All patients experienced improved orbital volume after injection. The main volume increase was noticeable within the first 24 hours and was completed within 2 days. This finding was confirmed by ultrasonography and magnetic resonance imaging (figs 4 and 5).
As far as we have been able to judge, these young patients experienced no significant pain during the expansion period. Two patients needed no specific medication for pain relief, three patients received one paracetamol suppository on the evening after implantation, and one patient received one paracetamol suppository daily for 3 days.
Preoperatively, all microphthalmic eyes showed some motility in all directions of gaze. Pellet implantation did not appear to affect motility in any case.
In each case the prosthesis was subsequently replaced with a larger size, as dictated by the clinical impression. So far no re‐injection has been necessary, except in the very first patient who received an injection of less than the calculated volume for safety reasons. To date, no patient has experienced expander prolapse or extrusion. No inflammatory signs or other side effects have been observed.
Discussion
The degree of globe deformity determines which oculoplastic rehabilitating techniques are appropriate for use. The critical first step is to rule out any visual potential in the microphthalmic globe. To cover an eye that has significant visual potential with an opaque prosthesis would obviously produce deprivational amblyopia. Endangering the globe with high pressures delivered by an expanding device is contraindicated even where visual acuity is limited to light perception.

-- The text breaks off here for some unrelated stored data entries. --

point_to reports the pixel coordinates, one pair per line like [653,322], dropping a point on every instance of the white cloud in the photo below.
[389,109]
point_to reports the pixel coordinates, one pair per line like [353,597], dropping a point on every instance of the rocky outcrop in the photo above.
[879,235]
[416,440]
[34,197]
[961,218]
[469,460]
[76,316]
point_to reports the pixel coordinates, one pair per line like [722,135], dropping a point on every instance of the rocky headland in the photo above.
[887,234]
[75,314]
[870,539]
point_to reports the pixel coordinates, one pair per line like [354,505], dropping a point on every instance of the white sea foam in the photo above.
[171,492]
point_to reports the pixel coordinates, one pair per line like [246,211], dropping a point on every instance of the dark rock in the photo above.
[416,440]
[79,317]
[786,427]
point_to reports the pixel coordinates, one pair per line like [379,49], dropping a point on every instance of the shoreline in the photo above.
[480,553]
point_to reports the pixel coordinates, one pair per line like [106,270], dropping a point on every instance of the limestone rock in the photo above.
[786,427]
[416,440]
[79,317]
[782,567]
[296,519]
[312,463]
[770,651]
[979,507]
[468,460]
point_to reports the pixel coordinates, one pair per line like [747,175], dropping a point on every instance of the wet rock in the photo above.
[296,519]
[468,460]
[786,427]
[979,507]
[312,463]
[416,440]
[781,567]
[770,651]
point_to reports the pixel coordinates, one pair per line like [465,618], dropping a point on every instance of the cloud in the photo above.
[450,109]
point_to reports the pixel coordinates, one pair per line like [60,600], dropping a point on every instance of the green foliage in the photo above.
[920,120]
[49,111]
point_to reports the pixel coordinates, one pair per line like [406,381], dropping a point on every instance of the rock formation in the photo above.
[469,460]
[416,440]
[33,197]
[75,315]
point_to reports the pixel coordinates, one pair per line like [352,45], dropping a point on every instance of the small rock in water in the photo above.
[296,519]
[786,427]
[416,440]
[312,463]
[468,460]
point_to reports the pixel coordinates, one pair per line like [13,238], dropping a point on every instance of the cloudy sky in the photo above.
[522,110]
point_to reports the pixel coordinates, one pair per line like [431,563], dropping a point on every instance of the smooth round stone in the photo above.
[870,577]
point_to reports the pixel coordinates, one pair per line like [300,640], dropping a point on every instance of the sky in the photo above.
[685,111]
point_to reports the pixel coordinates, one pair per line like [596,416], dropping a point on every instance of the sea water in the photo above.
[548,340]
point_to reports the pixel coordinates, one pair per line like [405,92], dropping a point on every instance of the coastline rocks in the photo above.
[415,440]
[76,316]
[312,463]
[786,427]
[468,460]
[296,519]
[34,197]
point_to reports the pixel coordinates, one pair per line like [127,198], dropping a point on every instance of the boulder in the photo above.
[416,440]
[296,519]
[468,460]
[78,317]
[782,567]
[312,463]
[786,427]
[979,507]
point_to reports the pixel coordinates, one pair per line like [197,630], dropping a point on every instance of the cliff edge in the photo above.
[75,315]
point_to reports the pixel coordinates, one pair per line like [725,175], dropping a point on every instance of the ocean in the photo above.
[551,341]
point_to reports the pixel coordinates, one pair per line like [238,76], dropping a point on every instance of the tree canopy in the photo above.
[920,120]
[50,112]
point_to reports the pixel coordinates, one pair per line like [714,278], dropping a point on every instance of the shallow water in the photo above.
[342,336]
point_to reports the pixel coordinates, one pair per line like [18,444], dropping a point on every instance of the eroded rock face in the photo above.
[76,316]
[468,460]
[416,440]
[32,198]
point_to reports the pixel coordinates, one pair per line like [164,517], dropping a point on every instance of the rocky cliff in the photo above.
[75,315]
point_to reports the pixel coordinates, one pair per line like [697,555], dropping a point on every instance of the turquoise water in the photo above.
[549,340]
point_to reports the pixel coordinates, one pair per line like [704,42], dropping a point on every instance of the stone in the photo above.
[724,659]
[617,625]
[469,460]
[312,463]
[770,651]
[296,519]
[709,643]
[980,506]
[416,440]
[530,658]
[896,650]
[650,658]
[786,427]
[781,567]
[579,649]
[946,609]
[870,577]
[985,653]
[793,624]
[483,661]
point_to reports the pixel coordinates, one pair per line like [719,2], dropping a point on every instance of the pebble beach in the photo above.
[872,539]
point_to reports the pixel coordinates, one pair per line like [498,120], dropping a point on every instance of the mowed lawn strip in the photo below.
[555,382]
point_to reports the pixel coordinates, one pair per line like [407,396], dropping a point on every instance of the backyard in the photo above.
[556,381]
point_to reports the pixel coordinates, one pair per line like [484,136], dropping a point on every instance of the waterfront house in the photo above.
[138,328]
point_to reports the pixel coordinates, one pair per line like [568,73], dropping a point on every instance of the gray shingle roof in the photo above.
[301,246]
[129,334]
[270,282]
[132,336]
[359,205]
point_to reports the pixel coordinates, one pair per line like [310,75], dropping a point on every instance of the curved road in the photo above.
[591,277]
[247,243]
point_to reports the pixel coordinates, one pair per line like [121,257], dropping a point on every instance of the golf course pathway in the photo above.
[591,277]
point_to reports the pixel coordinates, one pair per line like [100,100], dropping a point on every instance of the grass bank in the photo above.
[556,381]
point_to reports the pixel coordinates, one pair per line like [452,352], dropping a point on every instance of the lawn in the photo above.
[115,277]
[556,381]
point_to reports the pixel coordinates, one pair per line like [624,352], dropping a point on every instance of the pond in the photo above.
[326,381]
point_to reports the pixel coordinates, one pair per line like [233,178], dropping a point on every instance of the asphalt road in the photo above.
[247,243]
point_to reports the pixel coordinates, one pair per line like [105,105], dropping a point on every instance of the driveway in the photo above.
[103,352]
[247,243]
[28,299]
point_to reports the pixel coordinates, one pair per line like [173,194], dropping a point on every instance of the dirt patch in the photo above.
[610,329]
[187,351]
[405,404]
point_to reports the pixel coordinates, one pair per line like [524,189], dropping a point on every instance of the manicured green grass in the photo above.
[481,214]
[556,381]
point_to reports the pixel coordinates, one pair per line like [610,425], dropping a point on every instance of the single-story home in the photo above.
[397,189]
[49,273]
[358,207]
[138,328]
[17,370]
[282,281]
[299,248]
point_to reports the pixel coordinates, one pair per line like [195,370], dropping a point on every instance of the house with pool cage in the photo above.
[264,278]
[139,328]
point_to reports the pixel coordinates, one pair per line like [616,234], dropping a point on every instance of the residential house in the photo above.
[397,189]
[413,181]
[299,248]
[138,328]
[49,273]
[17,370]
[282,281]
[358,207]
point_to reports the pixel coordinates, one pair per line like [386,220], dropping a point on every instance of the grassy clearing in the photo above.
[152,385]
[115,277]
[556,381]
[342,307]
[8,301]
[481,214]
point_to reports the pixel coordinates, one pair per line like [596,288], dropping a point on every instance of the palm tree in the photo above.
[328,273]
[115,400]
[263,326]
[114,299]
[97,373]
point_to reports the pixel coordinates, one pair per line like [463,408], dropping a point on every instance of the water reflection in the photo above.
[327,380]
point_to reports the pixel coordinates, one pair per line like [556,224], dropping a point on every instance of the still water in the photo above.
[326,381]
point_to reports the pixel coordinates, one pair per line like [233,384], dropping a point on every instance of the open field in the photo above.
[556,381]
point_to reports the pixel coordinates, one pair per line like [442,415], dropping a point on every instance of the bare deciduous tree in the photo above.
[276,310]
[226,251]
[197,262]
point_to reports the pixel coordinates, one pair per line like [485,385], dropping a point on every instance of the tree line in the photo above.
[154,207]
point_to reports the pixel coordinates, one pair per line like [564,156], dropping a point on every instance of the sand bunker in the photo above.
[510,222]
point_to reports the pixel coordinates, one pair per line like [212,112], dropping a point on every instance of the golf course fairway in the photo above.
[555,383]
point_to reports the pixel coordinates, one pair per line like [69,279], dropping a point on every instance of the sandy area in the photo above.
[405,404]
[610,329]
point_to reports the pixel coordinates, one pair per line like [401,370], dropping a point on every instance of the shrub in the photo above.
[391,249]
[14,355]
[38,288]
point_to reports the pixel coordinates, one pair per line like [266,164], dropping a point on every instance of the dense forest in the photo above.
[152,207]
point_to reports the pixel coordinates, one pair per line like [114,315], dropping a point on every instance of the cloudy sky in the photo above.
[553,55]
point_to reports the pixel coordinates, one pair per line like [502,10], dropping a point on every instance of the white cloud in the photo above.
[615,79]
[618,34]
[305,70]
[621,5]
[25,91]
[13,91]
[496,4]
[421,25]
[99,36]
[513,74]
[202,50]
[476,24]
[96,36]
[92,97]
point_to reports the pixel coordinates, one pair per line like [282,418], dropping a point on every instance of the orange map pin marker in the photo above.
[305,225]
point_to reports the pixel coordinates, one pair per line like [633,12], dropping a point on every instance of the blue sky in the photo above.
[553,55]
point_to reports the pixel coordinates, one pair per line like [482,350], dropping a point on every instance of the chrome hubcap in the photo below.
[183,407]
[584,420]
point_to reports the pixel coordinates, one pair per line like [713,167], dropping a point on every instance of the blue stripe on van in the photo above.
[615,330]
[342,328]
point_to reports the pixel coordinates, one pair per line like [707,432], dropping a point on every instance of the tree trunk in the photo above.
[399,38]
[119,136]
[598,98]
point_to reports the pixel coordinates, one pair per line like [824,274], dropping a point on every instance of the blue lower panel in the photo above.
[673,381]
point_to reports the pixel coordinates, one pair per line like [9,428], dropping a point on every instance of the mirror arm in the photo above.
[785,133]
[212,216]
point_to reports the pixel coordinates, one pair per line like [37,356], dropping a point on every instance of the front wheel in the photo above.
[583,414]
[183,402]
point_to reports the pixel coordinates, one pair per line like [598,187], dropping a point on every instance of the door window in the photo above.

The acceptable approach to prosthetic management of microphthalmic cases remains controversial, and no uniform strategy exists. Treatment may consist of observation only or in severe cases may involve surgical removal of the blind globe. In cases with an accompanying orbital cyst (not observed in the patients reported here) therapy is characterised by the surgical approach.13
Mustardé14 suggested complete excision of the rudimentary microphthalmic eye and the existing socket lining as a prelude to replacement with a skin lined cavity of suitable size. For this purpose he advocated using a skin graft, with the epithelial surface inside, wrapped around a conformer, which was fixed with external pins for several weeks. Despite the need for a complex surgical procedure, touching the conjunctiva often leads to significant shrinkage and may make it difficult or even impossible to fit a prosthesis.
Several clinical and experimental studies have confirmed that enucleation in childhood compromises orbital growth.15,16 The earlier enucleation is performed, the greater the reduction in orbital bone growth, especially if no orbital implant is used.15 It is believed that the growth of even a microphthalmic globe might stimulate orbital growth much more effectively than an artificial implant. Therefore preference should be given to therapy that avoids enucleation.
Most authors suggest treatment using increasingly larger conformers,17 but this method necessitates very intensive, sometimes weekly, treatment to gauge progress. The width of the lid fissure determines the size of the conformer or prosthesis, thus limiting the amount of volume that can be adjusted with a hard implant.
Dermis fat grafts have been proposed, as these have the advantage of being autologous and are able to enlarge as the child grows.18 Again removal of the microphthalmic globe would be necessary.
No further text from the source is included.